C++ <=/=> OOP. I've worked on C++ and Java OOP projects and they were not good.

The projects I've worked on haven't been games, but most of them have been things that needed to perform reasonably. One of them was a rendering engine/driver for digital printers, and performance metrics were important for marketing. It was part of the QA acceptance tests--if you introduced something that caused a slowdown, your change would get rejected. The application also had to manage its own memory because a 8.5x11" 600 DPI raster at 32bpp (CMYK) is ~128MB of memory, and you need several in memory at once to keep the printer speed up. It was all in C.

It's not just games.

I also worked on a scientific molecular drawing program that was all C. It had some pseudo-OOP stuff, like dynamically typed struct/unions (like Casey has done in HH), or structs full of function pointers as interfaces or member functions. OOP can give you those with syntactic sugar to make them more neat (or not-so-neat in C++'s case), but with C you have them only where you need them, you don't have to pretend that everything in the universe is a precious hidden nugget of data with its own API... a sub-API of an even larger API, a senseless explosion of syntax that makes life miserable for anyone trying to use, extend, or maintain your code.

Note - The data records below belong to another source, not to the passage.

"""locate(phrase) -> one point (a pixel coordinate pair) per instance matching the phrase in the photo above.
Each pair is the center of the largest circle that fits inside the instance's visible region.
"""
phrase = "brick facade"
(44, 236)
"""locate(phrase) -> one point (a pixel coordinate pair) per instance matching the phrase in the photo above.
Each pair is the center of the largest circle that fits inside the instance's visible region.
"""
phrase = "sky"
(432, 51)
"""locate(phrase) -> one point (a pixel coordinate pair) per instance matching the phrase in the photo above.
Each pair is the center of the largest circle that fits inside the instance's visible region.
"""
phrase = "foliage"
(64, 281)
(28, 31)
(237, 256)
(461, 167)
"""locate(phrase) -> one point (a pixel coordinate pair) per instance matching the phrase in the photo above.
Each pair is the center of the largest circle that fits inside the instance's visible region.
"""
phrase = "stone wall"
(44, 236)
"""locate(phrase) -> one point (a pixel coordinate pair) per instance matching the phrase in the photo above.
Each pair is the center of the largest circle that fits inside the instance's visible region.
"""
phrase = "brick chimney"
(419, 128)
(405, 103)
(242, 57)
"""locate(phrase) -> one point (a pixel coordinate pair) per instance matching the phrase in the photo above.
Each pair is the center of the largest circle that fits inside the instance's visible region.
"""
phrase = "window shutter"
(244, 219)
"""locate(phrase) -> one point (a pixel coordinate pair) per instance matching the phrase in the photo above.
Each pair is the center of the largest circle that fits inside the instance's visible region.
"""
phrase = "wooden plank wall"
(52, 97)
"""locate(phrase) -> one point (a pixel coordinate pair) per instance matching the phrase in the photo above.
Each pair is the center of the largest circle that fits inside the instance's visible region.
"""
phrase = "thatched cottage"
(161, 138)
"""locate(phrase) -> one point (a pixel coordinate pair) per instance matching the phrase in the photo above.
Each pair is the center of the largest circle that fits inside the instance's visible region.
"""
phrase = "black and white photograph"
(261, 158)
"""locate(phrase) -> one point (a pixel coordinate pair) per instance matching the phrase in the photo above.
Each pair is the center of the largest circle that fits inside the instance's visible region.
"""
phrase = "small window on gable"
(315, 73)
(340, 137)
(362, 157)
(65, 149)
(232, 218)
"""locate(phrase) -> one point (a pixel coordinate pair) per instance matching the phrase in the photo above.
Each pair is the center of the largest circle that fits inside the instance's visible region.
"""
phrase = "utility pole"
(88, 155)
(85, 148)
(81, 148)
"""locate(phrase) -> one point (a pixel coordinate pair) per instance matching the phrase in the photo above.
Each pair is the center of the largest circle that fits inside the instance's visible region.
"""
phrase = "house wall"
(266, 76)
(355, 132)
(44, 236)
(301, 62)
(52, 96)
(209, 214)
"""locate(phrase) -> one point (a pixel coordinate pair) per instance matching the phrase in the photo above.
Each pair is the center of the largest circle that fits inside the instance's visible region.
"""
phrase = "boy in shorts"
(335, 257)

Because OOP wants to hide and fragment code all over, it doesn't do well when you care very much about managing side effects like memory allocation or thread safety. But those "side effects" are part of high level architectural concerns a lot of the time, and very much of interest to professionals making many kinds of programs. Good programming isn't about patting yourself on the back because you added two matrices with + instead of matrix_add().

I think OOP can be okay if you require a solution where you have large complex data structures that you are trying to process with difficult algorithms, and you just want some syntactic sugar to help deal with it all. There's something about OOP, though, that is satisfying to the minds of a lot of programmers. It's fun to abstract things out. It's fun to push a button that triggers a Rube Goldbergian system that automagically produces the correct outcome. I think even some very very smart people want to apply it as if it was a good way to approach solutions for everything. Things were pretty dark in the heyday of Java and XML.

(And more specifically about that Bjarne Stroustrup video -- how much would you have to hate a non-programmer colleague of yours to recommend they use C++ and OOP???)